Una notte di luna piena in un paese siciliano di sessant’anni fa. Il vicolo è tranquillo, il selciato rischiarato dalla luce della luna, tutti dormono. I rintocchi della campana grande scandiscono il tempo che passa. Improvvisamente le note di una melodia siciliana si espandono nell’aria greve della sera volando verso il cielo, entra la fisarmonica, le corde della chitarra vibrano, come la voce che adesso comincia a intonare una canzone d’amore, il cuore batte.
A un certo punto, dalla finestra di fronte, si accende una luce, si scosta una tendina, e da dietro i vetri si intravede il volto di una ragazza che sorride. Ma non basta: ci vuole l’approvazione dei suoceri. Anche a loro bisogna dedicare una canzone. Se si affacciano vuol dire che tutto è a posto, attacca Maestro.
Ma ci sono volte in cui la luce resta spenta, la tendina non si scosta, la ragazza non compare e i suoceri restano a letto. E allora non resta che salutare i musicanti, dar loro la mancia e tornare a dormire, in attesa che prima o poi qualche altra tendina si apra.
Intanto il campanone della chiesa scandisce altro tempo, un giorno, due giorni, dieci anni, venti, cinquanta, sessanta e anche oltre, fino a quando da quel vicoletto i musicanti scompaiono perché i tempi sono cambiati, le ragazze hanno la possibilità di uscire di casa e le dichiarazioni d’amore non si fanno più attraverso le serenate. Poi scompaiono anche le dichiarazioni e ci si fidanza con un semplice bacio. Cambiano i costumi e la serenata diventa un ricordo.
Eppure… Eppure alla fine degli anni Novanta succede qualcosa. A Belpasso c’è un ragazzo, Gianfilippo Tomaselli, oggi quarantacinquenne, appassionato di musica siciliana, che rispolvera la tradizione e in poco tempo riscuote un successo incredibile, al punto da essere definito “il re delle serenate”.
Oggi dovreste vederlo, e dovreste vedere suo figlio Salvatore, undici anni, come suona la fisarmonica, ‘u friscalettu (il flauto) e ‘a quartàra dall’età di sette anni, dopo essere salito sul carretto siciliano a tre. Dovreste vedere come accompagna il resto del gruppo (Carmelo Carciotto – fisarmonica – e Carmelo Nicolosi – friscalettu –)
“Venivo chiamato a suonare nei matrimoni assieme al mio gruppo folcloristico”, dice Gianfilippo. “Facevo il repertorio siciliano e spesso mi chiedevano la contradanza.

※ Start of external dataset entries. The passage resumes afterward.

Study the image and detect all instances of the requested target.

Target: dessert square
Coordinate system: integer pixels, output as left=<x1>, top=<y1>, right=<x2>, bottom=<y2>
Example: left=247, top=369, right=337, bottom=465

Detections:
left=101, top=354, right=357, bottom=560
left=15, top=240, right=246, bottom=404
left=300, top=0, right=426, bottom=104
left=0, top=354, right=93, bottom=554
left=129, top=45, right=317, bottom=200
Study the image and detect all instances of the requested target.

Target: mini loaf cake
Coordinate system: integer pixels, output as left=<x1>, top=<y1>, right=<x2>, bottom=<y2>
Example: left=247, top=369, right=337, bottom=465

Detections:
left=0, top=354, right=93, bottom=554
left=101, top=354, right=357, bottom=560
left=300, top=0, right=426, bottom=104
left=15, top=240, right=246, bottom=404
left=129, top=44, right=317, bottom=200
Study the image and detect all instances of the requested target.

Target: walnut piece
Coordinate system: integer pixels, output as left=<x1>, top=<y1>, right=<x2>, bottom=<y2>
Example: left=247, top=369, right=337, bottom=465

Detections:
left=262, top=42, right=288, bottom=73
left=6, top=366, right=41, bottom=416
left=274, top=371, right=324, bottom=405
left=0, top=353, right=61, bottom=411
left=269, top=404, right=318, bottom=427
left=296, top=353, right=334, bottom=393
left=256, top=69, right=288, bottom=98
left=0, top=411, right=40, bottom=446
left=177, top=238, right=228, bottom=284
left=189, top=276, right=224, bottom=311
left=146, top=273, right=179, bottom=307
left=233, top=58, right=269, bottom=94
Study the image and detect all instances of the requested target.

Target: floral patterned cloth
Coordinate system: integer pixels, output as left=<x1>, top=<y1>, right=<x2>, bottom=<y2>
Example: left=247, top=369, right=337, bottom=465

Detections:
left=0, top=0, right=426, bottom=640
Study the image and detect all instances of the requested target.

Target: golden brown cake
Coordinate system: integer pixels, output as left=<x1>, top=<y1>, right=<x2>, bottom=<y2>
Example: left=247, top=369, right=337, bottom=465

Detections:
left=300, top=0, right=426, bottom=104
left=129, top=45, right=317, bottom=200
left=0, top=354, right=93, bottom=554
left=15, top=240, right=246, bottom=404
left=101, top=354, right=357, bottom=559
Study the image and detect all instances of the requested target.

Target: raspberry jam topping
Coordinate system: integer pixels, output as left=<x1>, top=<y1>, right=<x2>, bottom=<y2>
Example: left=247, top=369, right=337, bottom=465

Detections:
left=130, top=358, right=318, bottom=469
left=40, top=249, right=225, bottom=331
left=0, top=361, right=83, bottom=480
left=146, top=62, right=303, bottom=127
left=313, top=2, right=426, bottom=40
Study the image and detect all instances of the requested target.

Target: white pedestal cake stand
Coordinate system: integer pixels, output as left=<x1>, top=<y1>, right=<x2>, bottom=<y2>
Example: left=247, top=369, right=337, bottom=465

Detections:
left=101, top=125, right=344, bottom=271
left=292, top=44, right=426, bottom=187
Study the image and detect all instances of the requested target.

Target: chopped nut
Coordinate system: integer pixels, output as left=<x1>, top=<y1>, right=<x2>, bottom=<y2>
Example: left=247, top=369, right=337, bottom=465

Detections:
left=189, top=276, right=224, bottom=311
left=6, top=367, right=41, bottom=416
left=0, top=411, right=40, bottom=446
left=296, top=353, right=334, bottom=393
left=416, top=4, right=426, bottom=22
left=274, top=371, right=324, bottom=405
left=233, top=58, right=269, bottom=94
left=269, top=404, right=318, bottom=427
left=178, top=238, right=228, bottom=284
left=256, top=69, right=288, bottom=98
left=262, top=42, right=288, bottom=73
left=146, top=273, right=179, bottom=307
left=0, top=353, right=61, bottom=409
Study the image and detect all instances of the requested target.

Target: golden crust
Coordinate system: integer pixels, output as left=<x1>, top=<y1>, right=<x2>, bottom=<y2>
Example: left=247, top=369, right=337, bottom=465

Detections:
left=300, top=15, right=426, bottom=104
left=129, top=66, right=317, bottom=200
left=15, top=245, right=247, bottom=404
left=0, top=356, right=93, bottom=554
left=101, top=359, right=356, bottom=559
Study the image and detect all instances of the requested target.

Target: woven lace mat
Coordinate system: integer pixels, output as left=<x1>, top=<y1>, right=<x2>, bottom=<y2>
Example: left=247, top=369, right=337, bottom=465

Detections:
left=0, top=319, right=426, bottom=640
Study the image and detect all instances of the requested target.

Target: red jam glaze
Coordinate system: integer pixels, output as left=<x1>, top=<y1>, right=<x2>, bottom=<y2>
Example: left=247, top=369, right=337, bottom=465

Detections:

Dopo le nozze, succedeva spesso di intrattenersi con gli sposi a cantare e a ballare. Fu così che un giorno mi venne l’idea di rispolverare l’antica serenata e di proporla agli amici della banda: ‘A facemu ‘a ‘tturna? (la facciamo la notturna?)”.
“Dato che i tempi erano cambiati – prosegue Tomaelli – , la concepimmo diversa rispetto a una volta. La versione moderna doveva essere un prolungamento notturno del matrimonio, una festa fra parenti e amici che, dopo il ricevimento, con gli sposi in casa, arrivano a sorpresa cantando e ballando per diverse ore. Fu un successo. Cantammo E vui durmiti ancora, Ciuri ciuri, Si maritau rosa. Tutti cominciarono a scatenarsi quando li coinvolgemmo con La luna ammenzu ‘u mari e Tu vo’ fa’ l’Americano in versione siciliana. Da quel momento ci chiamano da mezza Sicilia”.